Myth. We tend to see less tick activity in the winter, perhaps because more people are indoors. But you can still find a tick, especially during more mild winters.
A tick head is no longer dangerous after you remove the body.
Fact (ish). It’s true that a headless tick can’t spread illnesses. Your body will treat the head like a splinter and eventually push it out. But the bite can get infected like any foreign objects in the body. Keep an eye on it and visit your provider if it becomes infected.
Ticks can jump from trees.
Myth. This myth gives me such a fun visual, picturing a tick dive-bombing on to your scalp. But ticks don’t jump from trees. They typically like grassy areas. The only way they get higher is if they catch a ride on larger animals. A deer can walk by a tree, and a branch touches its ear so the tick latches on to the tree. Fun fact: ticks can climb. After latching on to a person’s pants they tend to climb up.
Have Severe Symptoms?
If you have severe symptoms or persistent symptoms that last longer than a couple of months, see an infectious disease specialist to discuss possible treatment options.
New tick-borne illnesses are still being discovered.
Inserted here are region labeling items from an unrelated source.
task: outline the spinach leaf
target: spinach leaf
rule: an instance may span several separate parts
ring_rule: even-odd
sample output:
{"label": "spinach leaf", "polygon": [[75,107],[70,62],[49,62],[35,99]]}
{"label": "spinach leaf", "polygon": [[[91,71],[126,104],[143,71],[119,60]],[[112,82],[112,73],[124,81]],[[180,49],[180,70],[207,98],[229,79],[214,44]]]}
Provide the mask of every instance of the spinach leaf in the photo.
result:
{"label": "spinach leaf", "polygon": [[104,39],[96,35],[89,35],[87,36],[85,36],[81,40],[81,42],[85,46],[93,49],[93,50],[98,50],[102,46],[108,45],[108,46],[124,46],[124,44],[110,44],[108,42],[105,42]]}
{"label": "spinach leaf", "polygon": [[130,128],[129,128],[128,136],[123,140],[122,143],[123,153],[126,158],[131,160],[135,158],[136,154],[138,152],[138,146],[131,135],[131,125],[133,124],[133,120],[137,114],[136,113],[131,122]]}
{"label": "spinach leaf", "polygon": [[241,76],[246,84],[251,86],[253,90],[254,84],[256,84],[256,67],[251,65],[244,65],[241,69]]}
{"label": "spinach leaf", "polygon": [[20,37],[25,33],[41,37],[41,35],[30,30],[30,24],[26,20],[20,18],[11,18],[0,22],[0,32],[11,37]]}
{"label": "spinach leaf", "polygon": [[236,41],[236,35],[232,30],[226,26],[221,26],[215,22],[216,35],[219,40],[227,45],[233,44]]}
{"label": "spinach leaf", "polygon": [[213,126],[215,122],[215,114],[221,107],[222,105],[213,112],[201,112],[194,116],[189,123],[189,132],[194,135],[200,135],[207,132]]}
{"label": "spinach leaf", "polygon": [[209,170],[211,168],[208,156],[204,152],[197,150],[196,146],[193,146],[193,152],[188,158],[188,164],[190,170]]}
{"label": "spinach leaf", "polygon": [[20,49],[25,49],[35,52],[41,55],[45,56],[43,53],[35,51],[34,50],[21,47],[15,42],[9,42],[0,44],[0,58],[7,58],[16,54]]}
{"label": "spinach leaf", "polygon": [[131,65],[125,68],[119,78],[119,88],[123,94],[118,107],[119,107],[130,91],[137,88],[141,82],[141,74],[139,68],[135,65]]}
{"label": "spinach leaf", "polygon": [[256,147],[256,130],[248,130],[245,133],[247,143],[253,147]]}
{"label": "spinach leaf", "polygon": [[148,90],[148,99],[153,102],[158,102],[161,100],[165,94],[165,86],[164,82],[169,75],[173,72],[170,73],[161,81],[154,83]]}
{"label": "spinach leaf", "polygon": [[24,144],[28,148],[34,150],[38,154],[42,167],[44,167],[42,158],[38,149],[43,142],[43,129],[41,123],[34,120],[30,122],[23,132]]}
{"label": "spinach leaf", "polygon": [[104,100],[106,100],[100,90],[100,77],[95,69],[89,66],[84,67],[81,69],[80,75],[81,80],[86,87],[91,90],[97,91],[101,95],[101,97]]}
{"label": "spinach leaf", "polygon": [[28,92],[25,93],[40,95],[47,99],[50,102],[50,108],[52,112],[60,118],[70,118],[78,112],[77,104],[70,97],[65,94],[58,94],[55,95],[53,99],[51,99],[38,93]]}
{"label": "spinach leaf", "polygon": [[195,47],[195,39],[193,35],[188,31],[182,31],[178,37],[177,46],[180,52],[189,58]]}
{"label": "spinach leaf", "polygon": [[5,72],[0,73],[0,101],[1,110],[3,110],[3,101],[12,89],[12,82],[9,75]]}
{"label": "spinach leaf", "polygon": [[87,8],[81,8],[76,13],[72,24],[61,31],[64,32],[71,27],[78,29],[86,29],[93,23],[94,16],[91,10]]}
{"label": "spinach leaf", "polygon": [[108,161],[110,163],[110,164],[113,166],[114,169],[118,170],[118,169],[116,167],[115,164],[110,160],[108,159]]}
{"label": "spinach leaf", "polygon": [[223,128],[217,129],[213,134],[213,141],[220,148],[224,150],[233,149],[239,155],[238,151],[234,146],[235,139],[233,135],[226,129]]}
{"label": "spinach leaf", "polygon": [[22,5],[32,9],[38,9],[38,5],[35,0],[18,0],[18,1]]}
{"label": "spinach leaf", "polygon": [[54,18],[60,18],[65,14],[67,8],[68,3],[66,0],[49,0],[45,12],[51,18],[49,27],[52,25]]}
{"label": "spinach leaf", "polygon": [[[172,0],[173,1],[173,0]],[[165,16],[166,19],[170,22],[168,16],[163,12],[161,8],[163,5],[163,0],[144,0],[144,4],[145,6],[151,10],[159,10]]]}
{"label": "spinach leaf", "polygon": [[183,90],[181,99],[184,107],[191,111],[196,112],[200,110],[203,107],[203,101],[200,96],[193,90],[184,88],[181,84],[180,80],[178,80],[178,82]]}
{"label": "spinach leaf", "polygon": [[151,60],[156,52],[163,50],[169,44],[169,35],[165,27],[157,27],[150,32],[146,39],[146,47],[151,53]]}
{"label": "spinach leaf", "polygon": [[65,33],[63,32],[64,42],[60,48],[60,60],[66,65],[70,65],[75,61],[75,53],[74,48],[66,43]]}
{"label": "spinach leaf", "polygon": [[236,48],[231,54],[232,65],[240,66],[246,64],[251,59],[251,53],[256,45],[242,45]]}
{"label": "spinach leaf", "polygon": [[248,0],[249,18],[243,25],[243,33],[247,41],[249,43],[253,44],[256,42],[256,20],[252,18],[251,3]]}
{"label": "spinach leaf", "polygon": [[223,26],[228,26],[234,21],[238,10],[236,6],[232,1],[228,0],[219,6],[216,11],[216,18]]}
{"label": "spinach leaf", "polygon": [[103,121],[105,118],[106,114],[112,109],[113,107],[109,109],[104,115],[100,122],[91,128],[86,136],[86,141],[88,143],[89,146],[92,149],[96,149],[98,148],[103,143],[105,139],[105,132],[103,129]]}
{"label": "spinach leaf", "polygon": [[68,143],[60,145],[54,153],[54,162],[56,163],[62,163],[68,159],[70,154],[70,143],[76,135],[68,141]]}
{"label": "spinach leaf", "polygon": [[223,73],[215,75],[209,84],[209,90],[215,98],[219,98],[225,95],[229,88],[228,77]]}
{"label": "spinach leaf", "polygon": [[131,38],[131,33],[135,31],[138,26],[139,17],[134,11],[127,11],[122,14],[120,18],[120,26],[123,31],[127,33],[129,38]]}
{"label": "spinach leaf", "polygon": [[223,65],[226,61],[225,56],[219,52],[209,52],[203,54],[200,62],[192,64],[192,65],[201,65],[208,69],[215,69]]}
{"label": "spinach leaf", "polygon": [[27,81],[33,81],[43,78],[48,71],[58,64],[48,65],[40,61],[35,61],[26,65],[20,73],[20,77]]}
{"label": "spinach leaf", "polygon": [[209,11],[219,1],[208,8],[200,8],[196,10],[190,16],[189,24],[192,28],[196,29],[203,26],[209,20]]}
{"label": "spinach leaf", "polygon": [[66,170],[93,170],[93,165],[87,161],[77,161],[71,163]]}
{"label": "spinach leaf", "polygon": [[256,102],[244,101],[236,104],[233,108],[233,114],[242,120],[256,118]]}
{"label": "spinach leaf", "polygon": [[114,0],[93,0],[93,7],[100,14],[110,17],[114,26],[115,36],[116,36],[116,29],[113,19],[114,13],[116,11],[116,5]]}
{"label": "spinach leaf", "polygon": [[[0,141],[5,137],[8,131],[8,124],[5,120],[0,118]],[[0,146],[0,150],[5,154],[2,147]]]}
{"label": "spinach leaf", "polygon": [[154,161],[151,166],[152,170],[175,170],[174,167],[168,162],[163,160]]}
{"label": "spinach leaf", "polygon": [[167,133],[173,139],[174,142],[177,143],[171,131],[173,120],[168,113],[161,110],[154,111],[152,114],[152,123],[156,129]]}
Fact. Deadly viruses such as the Bourbon virus or Powassan virus have been recently discovered. Over the last two decades, seven new tick-borne illnesses have been identified in the U.S. according to the CDC. New technology and testing are finding these new germs in ticks and patients.
Jackson believes these viruses could be deadlier because of the delay in diagnosis, patients may have a compromised immune system and there’s no specific treatment for these viruses.
Virginia is for lovers…and ticks.
Fact: Virginia has lots of grassy, wooded areas for ticks to live in and lots of wildlife for them to feast on. Plus, it’s warm for the majority of the year. So, what ticks are taking residence in Virginia?
- Black-legged ticks, which carry ehrlichiosis, Lyme disease and anaplasmosis
- Dog ticks, which carry Rocky Mountain Spotted Fever (RMSF)
- Lonestar ticks, which are newer to the area and spreading ehrlichiosis, the alpha-gal allergy and bourbon virus
Ehrlichiosis is the most common tick-borne illness in Virginia and is easy to treat. RMSF is rare but can be very serious with complications after treatment.